Daisy lifted a shoulder. “Miss Penelope’s trust was ironclad. Everyone knows it. And I’d never say this to Belinda Sue, but her daddy couldn’t ride and chew at the same time, if you know what I mean. Still. He didn’t deserve what happened to him.”

“What happened?”

“It was ugly business.” Daisy glowered, and the expression looked about as natural on her as a nun’s habit. “Everyone in townthought he lost his land on account of being behind on his taxes, and Dick snapped it up for a song.”

“I’m guessing he wasn’t behind on taxes?”

“He might’ve been. He swore up and down he wasn’t, but he wasn’t the best bookkeeper. Though it was also common knowledge that Dick Abernathy had some kind of blackmail over the county tax collector, so, like I said, ugly business.”

“Why is he just hanging around out there?” A sense of unease prickled the back of Cordelia’s neck. Truth be told, that feeling had been following her ever since they moved the pastor’s body into the church. “Is he trying to intimidate y’all?”

“Could be.” Daisy held her arm out the window and her paper-thin skin flapped on the wind. “He done bought up a bunch of empty land around the Chickadee, but Miss Penelope owned fifty acres smack-dab in the middle of the fancy golf course he planned on building. He can’t get his hands on the one piece of land he needs, and he’s fit to be tied.”

The terms of Great-Aunt Penelope’s trust finally made sense to Cordelia, and a satisfied smile touched her lips. “I’ll bet she loved dangling that over him.”

Daisy laughed. “She sure did. And the thing was, she could’ve bought up ten motels for what Corbin offered and moved the Chickadee anywhere else. She never said so out loud, but we all knew she did it for Belinda Sue, for her daddy, and what they lost because of the Abernathys.”

The more Cordelia learned about her Great-Aunt Penelope, the more she liked and respected who she’d been. Even though she said a cathouse was no place to raise a child, Cordelia wondered just how different her life might’ve been if she’d been raised around a woman who was as generous as a spring harvest in peat moss. But every day she spent with Daisy, Belinda Sue, and Arline, she felt like she was getting pieces of her all the same.
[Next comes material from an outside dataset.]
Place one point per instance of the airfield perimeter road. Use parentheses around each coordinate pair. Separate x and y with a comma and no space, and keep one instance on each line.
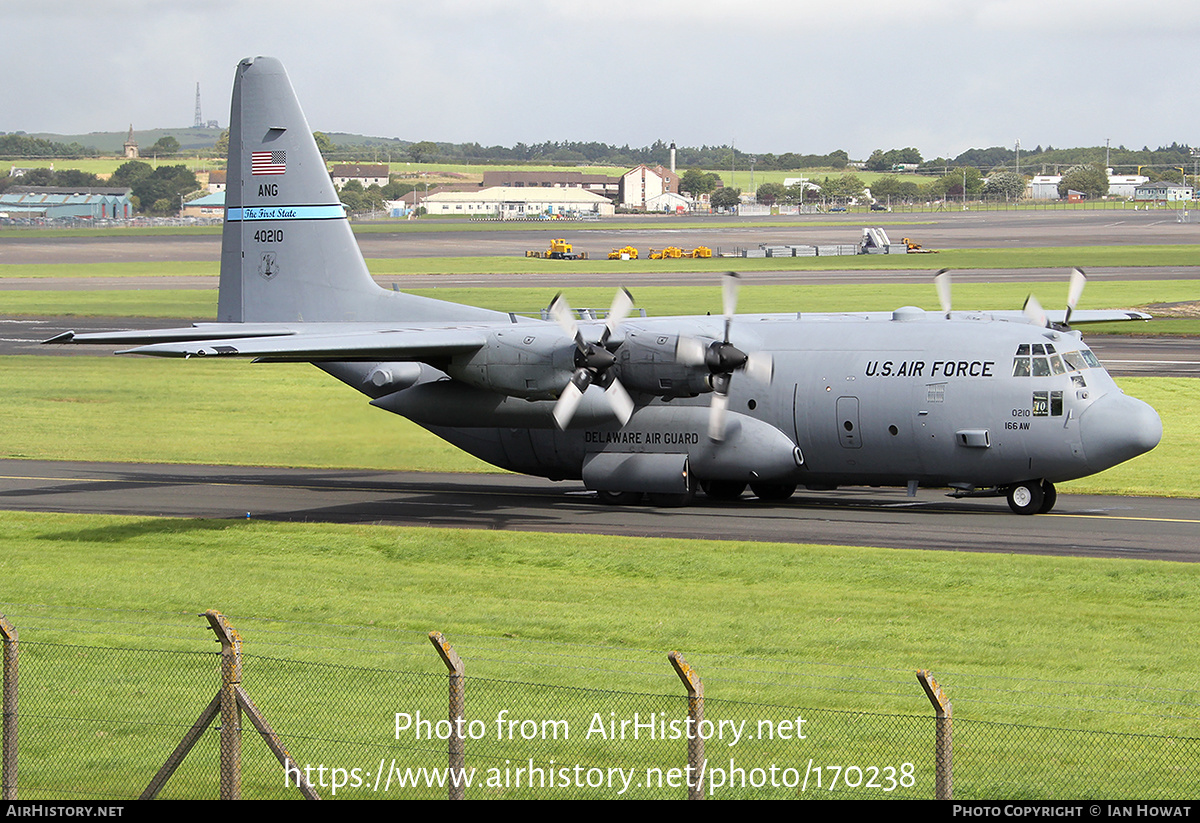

They pulled into town and parked across from the drugstore. Main Street still looked the same. Bank, drugstore, diner. The old men who used to sit in front of the H-E-B market had been replaced by newer versions of old men, but they wore the same loose slacks, button-down plaid shirts, and aviator sunglasses. They got to their feet and tipped their hats when they saw Daisy coming up the walk, swinging her hips in her halter dress like she’d been born to draw men like flowers attracted bees.

“Miss Daisy, you’re looking mighty fine today.” A man with a silver comb-over and a sly grin clutched his hat in his hands. “Might have to pay a visit to the Chickadee this week.”